Saggio d'un corso di filosofia[modifica]

  • Per morale o etica particolare od applicata s'intende quella parte di morale, la quale tratta del sommo bene e dell'onesto, ovvero dei doveri e della virtù in tutte le loro applicazioni e relazioni. Questa parte è la morale veraniente pratica, quella che per alcuni forma tutta la scienza dell'etica, appunto perché in essa deve apprendere lo spirito ad operare. (p. 537)
  • Nulla c'è di più relativo, di più conforme all'amore armonico di noi stessi che quello di continuare ad esistere o di conservarsi, che quello di accrescere ed isviluppare al maggior grado possibile tutte le nostre potenze o forze tendenti a tutti i nostri fini. (p. 544)
  • L'atto della conservazione è il primo modo col quale si manifesta l'amore armonico dell'individuo verso sé stesso. Quésta conservazione consiste nella continuazione dell'esistenza dello spirito nell'integrità del presente suo stato, ossia nella sua intima unione col corpo. (p. 544-545)
  • Una vita incommoda, disagevole, penosa, abbrevia e distrugge il principio vitale dell'esistenza. (p. 546)
  • Il suicidio [...] non è altro che l'attentato qualunque alla propria esistenza, distinguendosi esso perciò in diretto ed indiretto secondo che la distruzione di noi stessi è propriamente diretta ed intenzionale, ovvero indiretta e di pura conseguenza. (p. 553)
  • Il suicidio è il non atto più grave e più lesivo del dovere di conservazione, quanto è il più comune a sostenersi coll'apparenza delle ragioni. (p. 553)

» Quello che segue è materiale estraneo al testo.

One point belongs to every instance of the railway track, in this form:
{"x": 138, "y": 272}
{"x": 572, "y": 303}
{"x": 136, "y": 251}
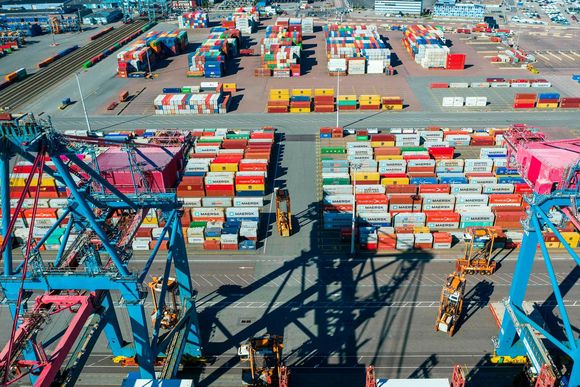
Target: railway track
{"x": 16, "y": 95}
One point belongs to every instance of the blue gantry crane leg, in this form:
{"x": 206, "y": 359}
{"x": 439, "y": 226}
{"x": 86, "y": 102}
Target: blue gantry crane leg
{"x": 514, "y": 339}
{"x": 96, "y": 261}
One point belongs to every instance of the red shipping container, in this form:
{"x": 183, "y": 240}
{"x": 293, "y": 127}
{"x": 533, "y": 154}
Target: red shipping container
{"x": 434, "y": 188}
{"x": 371, "y": 199}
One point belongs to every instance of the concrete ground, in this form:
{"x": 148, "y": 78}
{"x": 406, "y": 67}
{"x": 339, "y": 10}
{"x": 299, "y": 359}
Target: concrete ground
{"x": 38, "y": 48}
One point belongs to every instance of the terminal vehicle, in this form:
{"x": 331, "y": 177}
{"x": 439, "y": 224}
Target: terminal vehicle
{"x": 170, "y": 313}
{"x": 263, "y": 361}
{"x": 451, "y": 303}
{"x": 283, "y": 212}
{"x": 479, "y": 243}
{"x": 65, "y": 103}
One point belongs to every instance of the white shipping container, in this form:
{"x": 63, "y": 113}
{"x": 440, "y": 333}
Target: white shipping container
{"x": 248, "y": 202}
{"x": 465, "y": 189}
{"x": 369, "y": 189}
{"x": 216, "y": 202}
{"x": 498, "y": 188}
{"x": 336, "y": 189}
{"x": 242, "y": 212}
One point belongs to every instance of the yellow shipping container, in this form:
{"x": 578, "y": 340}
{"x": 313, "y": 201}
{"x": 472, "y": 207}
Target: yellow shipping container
{"x": 299, "y": 110}
{"x": 365, "y": 176}
{"x": 371, "y": 97}
{"x": 547, "y": 105}
{"x": 250, "y": 187}
{"x": 389, "y": 157}
{"x": 46, "y": 181}
{"x": 307, "y": 92}
{"x": 394, "y": 180}
{"x": 280, "y": 98}
{"x": 231, "y": 87}
{"x": 225, "y": 167}
{"x": 323, "y": 92}
{"x": 393, "y": 107}
{"x": 380, "y": 144}
{"x": 573, "y": 238}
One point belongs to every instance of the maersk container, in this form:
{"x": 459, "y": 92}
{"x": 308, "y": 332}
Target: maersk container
{"x": 497, "y": 188}
{"x": 510, "y": 180}
{"x": 423, "y": 180}
{"x": 466, "y": 188}
{"x": 337, "y": 189}
{"x": 453, "y": 180}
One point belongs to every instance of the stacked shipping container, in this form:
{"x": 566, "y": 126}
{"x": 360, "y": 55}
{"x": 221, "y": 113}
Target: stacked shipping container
{"x": 411, "y": 179}
{"x": 355, "y": 50}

  • La sregolatezza delle passioni è a tutta colpa di chi le lascia sfrenate ed indomabili. (p. 554)
  • I mali diminuiscono coll'abitudine. (p. 555)
  • Il cedere ai mali è prova di debolezza e non di fortezza essendo forte quegli soltanto che ha il coraggio di affrontarli e di sostenerli. I mali sono una condizione necessaria della presente umana esistenza ed entrano nel piano della creazione. (p. 555)
  • Tutti i mali si rendono sopportabili colla speranza, coi molti beni che vi si ponno sempre contrapporre, coll'idea della felicità assoluta o futura. Dunque i mali stessi anche i più gravi ed indipendenti non sono mai una cagione plausibile per commettere il suicidio. (p. 555)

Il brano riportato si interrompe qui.